A Times Roman Romance


I have always been a fan of the Times Roman typeface.

Even before the home computer took off on its sprint to ubiquity, back in the Dark Ages of the 1970s and 1980s when I thought I had a career as a typesetter, I admired the crispness of the font and the way the serifs march across the page like an endless rank of Roman foot soldiers.  (Don’t feel badly if you don’t know what a typesetter is.  It is an ancient line of work that goes back to the time of Gutenberg, but barely exists anymore in the United States.  I hate you, Microsoft Word.)

Some folks eschew Times Roman, claiming that it is unbearably mainstream and boring, the typeface equivalent of a stodgy Wall Street banker in a three-piece suit.  Well, just remember that said stodgy banker is earning millions of dollars a year and living in a penthouse suite, while Comic Sans and Poor Richard are selling their artwork on the sidewalk and living off the nickels that passersby toss into their tip cups.

Those who can’t stand my friend TR can always defect across the tracks to the land of Arial.  You think Times Roman is boring?  Arial doesn’t even have serifs, for heaven’s sake.  Because Sir Arial goes stumping across the page without feet, some insist that it is a cleaner typeface for the purposes of business correspondence.

Now, I’m not prejudiced or anything.  I have lots of friends that are sans serif fonts.  Just last week I was chatting with Tahoma over in a footnote (I just had to rub it in by taking a footless font out to a footnote) and once I had a few too many at a pica bar and inadvisably went all right justify and everything with Verdana.  You can bet I regretted that one in the morning.
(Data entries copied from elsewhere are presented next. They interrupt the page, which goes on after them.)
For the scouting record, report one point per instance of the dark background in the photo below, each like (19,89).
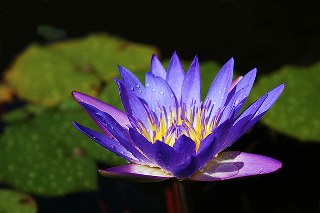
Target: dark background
(265,34)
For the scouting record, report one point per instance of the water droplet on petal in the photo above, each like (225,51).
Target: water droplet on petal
(226,170)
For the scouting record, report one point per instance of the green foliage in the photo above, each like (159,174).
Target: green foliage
(48,156)
(296,113)
(46,74)
(11,201)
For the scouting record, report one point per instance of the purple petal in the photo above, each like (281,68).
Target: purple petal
(220,86)
(229,165)
(175,75)
(237,128)
(140,173)
(159,94)
(229,110)
(131,103)
(246,84)
(211,145)
(156,68)
(191,85)
(109,143)
(143,144)
(165,156)
(273,95)
(132,82)
(235,82)
(117,131)
(120,116)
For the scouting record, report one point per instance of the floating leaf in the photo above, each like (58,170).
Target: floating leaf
(48,156)
(11,201)
(296,113)
(46,74)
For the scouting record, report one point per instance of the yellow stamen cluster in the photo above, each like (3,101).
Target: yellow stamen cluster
(195,123)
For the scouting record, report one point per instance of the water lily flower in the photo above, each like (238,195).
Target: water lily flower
(168,131)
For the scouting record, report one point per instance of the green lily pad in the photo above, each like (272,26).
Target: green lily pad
(46,74)
(48,156)
(296,113)
(6,93)
(12,201)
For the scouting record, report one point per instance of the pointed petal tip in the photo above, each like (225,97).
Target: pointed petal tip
(79,96)
(231,61)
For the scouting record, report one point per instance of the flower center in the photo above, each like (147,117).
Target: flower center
(195,122)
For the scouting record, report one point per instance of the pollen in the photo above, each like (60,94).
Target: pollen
(195,122)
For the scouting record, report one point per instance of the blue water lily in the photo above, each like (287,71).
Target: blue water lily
(168,131)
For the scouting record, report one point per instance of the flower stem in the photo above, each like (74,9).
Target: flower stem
(184,196)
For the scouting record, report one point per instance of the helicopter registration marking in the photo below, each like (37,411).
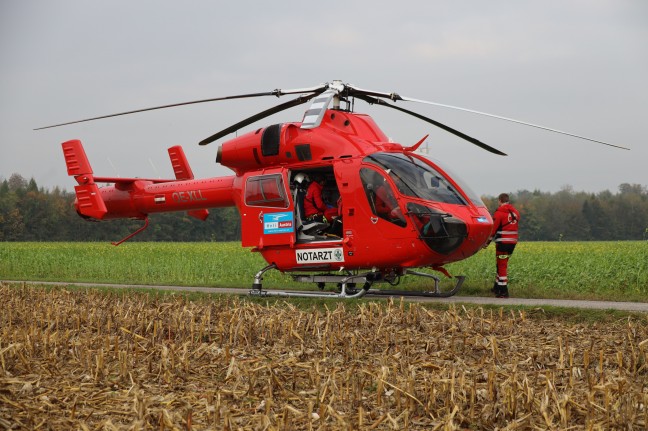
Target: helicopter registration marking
(317,255)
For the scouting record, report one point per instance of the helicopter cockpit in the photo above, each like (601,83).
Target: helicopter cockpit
(418,181)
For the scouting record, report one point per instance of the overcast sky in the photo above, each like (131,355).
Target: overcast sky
(575,65)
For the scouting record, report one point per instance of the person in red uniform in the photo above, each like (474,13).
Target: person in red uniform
(314,206)
(505,234)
To me, Arial is the nebbish of fonts, the nondescript mouse who gets dizzy in revolving doors and still has its momma wash its ascenders at the age of forty.
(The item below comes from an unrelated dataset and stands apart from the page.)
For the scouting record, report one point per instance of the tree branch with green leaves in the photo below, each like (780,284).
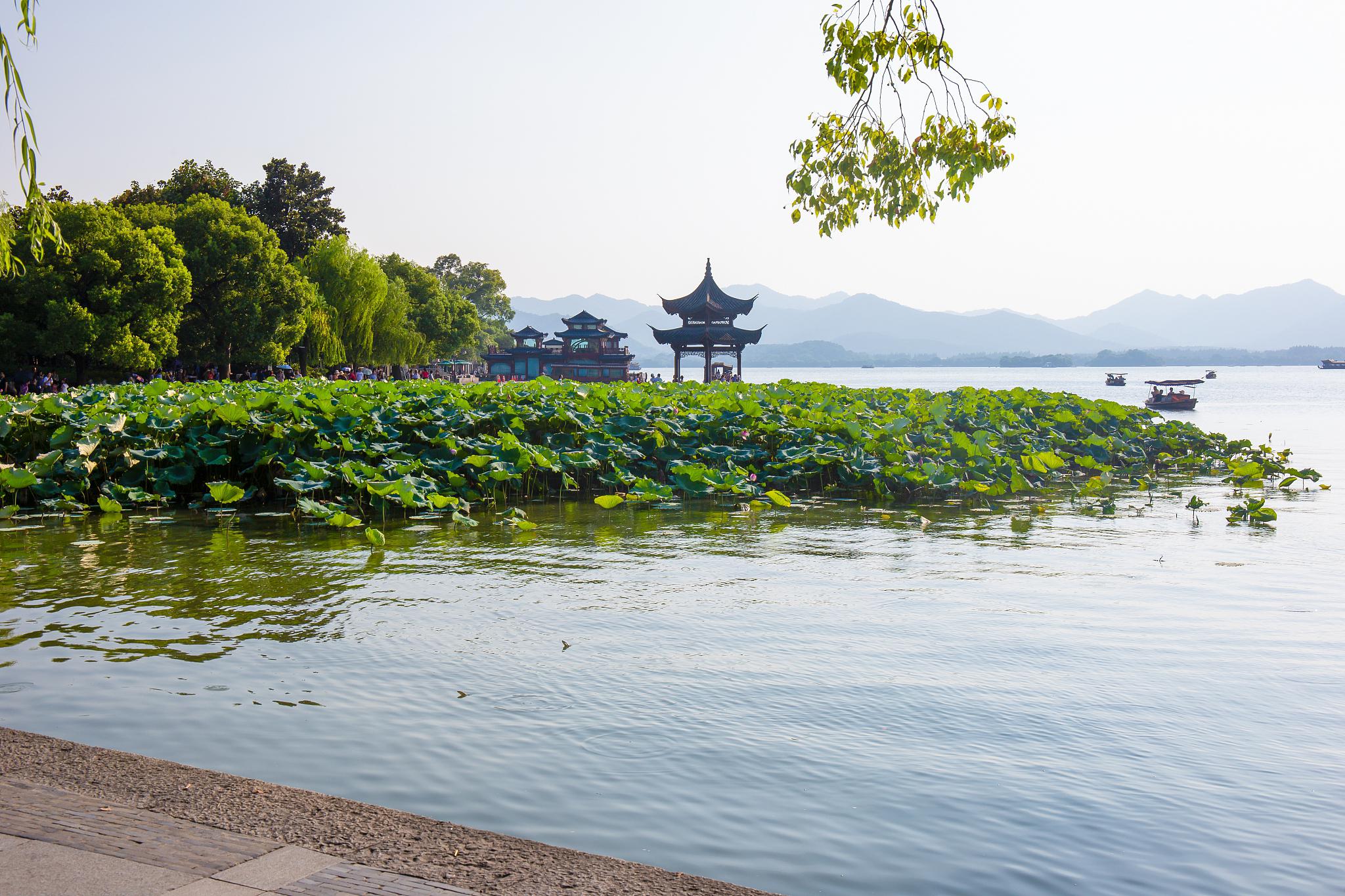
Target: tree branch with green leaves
(917,132)
(34,222)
There are sophisticates out there who are tired of the constant bickering between Times Roman and Arial, yell for a pox on both their houses, and run off to have tawdry affairs with Calibri and Palatino.
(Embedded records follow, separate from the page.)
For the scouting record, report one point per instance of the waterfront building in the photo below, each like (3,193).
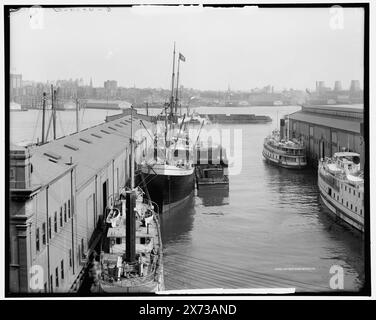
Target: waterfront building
(58,194)
(326,130)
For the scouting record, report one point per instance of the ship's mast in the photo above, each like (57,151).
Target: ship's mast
(43,116)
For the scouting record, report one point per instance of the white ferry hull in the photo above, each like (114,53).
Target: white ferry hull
(168,186)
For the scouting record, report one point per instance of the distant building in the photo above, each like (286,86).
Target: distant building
(15,86)
(327,129)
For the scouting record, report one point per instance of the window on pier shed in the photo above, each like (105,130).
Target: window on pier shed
(44,233)
(55,222)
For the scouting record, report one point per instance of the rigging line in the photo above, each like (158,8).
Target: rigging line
(36,125)
(229,277)
(245,272)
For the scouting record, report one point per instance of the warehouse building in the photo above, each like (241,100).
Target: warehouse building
(58,195)
(327,129)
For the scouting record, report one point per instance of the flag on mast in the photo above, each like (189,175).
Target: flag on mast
(181,57)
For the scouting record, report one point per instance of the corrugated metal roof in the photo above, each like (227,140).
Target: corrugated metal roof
(352,125)
(89,158)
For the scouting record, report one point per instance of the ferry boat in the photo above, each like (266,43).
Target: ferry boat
(341,185)
(132,258)
(284,153)
(169,173)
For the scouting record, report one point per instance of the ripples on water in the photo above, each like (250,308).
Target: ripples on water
(270,221)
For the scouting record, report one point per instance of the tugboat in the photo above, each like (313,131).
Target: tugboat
(131,259)
(212,166)
(169,173)
(341,185)
(282,152)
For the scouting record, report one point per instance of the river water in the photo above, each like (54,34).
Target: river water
(270,229)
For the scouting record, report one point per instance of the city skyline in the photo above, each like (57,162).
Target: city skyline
(135,47)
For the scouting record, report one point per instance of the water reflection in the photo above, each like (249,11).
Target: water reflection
(213,196)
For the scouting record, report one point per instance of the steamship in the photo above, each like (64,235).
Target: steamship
(341,187)
(169,173)
(282,152)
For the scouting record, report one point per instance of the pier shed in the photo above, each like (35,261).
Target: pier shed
(327,129)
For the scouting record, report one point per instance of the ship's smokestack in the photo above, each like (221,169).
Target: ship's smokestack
(130,228)
(282,129)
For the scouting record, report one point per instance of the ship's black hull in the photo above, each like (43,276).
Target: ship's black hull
(166,190)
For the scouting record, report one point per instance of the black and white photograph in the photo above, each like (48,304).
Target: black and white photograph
(187,149)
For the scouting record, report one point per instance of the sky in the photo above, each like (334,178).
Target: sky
(240,48)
I don’t approve of this profligate kind of behavior, mind you.  But I do see where these folks are coming from.  After all, it’s gotten to the point where TR and Arial remind me of the Republicans and Democrats in Congress.  They sit across the aisle from each other, call each other names and spend more time blustering and filibustering than getting anything done.

Call me narrow-minded, but I am not one of those fence sitters who stay home on Election Day or throw away their votes on the likes of Viner Hand Tooled.  I have staked out my position in favor of Times Roman and I’m stickin’ to it.

Those who don’t like it can go to Helvetica and leave me the Helios alone.



One thought on “A Times Roman Romance

  1. Good morning Son,
    My font of choice is definitely Times Roman. I use it consistently.
    I’ll be a cheerleader on your team any time. You can count on me!